How about Comey’s on-again, off-again investigation into Hillary Clinton’s use of a private email run through an insecure server in the basement of her home while Secretary of State? Well, his handling of it, was—at best—clumsy. But here again, if it hadn’t been for Ms. Clinton’s Nixonian love of secrecy, there would have been no there. And by claiming that Powell had done the same thing—which was not true—they compounded the whole problem. Yes, Powell had his own email address, but he didn’t use a relatively easily hacked router in his basement. Again, this fed a narrative that led to her defeat—that of a cynical, calculating candidate, willing to say anything and do anything to get elected.
How about the notion that so-called “Bernie bros” sabotaged Clinton’s chances?
The problem with this “blame the voters” narrative is that it ignores the real reason Clinton and the Democrats lost in 2016, and why they’ve been losing for decades. And this matters because they will continue to lose until they abandon the “centrist” strategy that has allowed Republicans to win, even as Republican candidates drift towards the complete and literal insanity of Trump and the far right.
Blaming the voter for not supporting you when you’ve failed to run a candidate who will actually represent them is like blaming the steer for an overcooked steak. If you want to win elections, nominate a candidate who can win... don’t get pissed off at the voters because you backed a candidate who can’t. Particularly if you’ve essentially rigged the system with closed primaries, DNC chicanery, and superdelegates who toe the party line while dismissing the people's doubts and concerns. After three decades of running corporatized neoliberals and losing ground, you shouldn’t be shocked when the people finally abandon you.
And abandon Democrats they have. Back when Kennedy was President and the party backed New Deal values, some 50% of folks called themselves Democrats, and only about a quarter self-identified as Republicans. Today, less than 30% identify as Democrats and about 26% identify as Republicans.
That drop has translated to an enormous shift in power at all levels of government. For example, Republicans control both legislative bodies in thirty-two states, while Democrats do so in just thirteen. And the more Democrats embrace neoliberalism, the more they lose. In 1978, Democrats controlled both legislative branches in thirty-one states, while Republicans had majorities in only eleven. Currently thirty-four states have a Republican governor, while only fifteen are headed by a Democrat, and one—Alaska—is headed by an independent.

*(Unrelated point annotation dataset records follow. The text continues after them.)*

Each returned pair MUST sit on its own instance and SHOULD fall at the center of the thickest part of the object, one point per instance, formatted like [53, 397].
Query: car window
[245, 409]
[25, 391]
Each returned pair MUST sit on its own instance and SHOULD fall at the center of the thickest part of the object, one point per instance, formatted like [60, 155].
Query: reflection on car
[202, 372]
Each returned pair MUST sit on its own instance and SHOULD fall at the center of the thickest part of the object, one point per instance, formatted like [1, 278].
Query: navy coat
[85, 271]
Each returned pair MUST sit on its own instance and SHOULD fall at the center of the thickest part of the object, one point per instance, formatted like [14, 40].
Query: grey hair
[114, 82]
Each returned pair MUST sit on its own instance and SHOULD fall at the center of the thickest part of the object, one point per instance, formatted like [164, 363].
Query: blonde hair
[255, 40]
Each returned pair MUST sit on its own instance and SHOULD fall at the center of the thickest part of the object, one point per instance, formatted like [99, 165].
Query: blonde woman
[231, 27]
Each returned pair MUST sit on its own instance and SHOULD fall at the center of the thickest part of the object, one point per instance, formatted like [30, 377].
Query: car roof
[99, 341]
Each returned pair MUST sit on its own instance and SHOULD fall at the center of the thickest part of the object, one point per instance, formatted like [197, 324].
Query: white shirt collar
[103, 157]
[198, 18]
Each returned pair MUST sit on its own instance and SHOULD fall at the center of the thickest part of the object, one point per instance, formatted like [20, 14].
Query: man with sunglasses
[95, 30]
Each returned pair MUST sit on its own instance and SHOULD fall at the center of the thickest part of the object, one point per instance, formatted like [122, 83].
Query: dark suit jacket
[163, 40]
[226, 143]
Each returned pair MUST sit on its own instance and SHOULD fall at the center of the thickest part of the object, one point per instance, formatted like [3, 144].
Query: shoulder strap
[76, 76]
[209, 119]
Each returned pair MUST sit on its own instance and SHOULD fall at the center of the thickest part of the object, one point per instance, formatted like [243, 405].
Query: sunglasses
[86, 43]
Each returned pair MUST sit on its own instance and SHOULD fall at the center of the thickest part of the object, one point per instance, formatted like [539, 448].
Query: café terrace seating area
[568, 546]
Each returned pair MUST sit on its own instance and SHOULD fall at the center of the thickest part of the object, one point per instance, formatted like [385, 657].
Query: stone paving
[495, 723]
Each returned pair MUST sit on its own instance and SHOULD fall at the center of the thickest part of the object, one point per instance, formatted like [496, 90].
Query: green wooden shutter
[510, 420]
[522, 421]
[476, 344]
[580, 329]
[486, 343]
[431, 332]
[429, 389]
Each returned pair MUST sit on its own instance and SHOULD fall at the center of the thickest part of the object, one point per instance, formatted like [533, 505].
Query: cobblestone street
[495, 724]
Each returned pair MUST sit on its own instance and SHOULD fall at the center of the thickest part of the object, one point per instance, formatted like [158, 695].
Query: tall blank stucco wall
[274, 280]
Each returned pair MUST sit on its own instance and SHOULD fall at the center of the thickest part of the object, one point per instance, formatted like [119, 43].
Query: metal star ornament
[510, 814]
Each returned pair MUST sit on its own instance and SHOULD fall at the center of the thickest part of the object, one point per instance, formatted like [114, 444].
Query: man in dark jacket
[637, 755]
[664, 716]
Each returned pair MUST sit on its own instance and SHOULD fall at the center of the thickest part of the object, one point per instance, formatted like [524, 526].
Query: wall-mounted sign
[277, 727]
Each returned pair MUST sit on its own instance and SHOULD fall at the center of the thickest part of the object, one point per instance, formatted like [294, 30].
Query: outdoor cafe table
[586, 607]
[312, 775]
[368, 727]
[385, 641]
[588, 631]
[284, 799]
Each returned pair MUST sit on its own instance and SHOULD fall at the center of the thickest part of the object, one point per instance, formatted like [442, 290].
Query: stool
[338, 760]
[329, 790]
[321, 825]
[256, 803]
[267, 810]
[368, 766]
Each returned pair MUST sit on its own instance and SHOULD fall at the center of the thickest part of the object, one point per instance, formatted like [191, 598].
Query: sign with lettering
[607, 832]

Since 1980, the nation has had three conservative Republican presidents and one middle-of-the road Democrat, and one who was conservative in deed, if not in language. Let’s face it, as Thomas Frank pointed out, Bill Clinton was essentially a neoliberal whose major accomplishments were all part of the conservative’s regressive agenda. For example, he backed and passed NAFTA, the Crime Bill of 1994, welfare reform, the deregulation of banks and telecoms, and he actually balanced the budget. All of them were longstanding Republican objectives.
And thanks to the blame-the-voter-school of politics, the country is now being run by Trump, Senate Majority Leader Mitch McConnell, and Speaker of the House Paul Ryan. Meanwhile, the Supreme Court is in the hands of extreme right-wing corporatists and ideologues.
Meanwhile, Sanders continues to register as the most popular politician in America. But hey, maybe don't criticize the people for liking him, but instead try adopting popular policies he championed and running candidates who embrace them.
The answer, of course, is about money and power. The folks who are in control of the Democratic Party right now have mastered the old pay-to-play politics and they believe its their ticket to staying in office.
Unfortunately, that screws the rest of us as wealth and income rocket up to the top 1%, Wall Street, corporations, and the uber rich continue to control government, and two existential threats—climate change and nuclear war—are growing each day.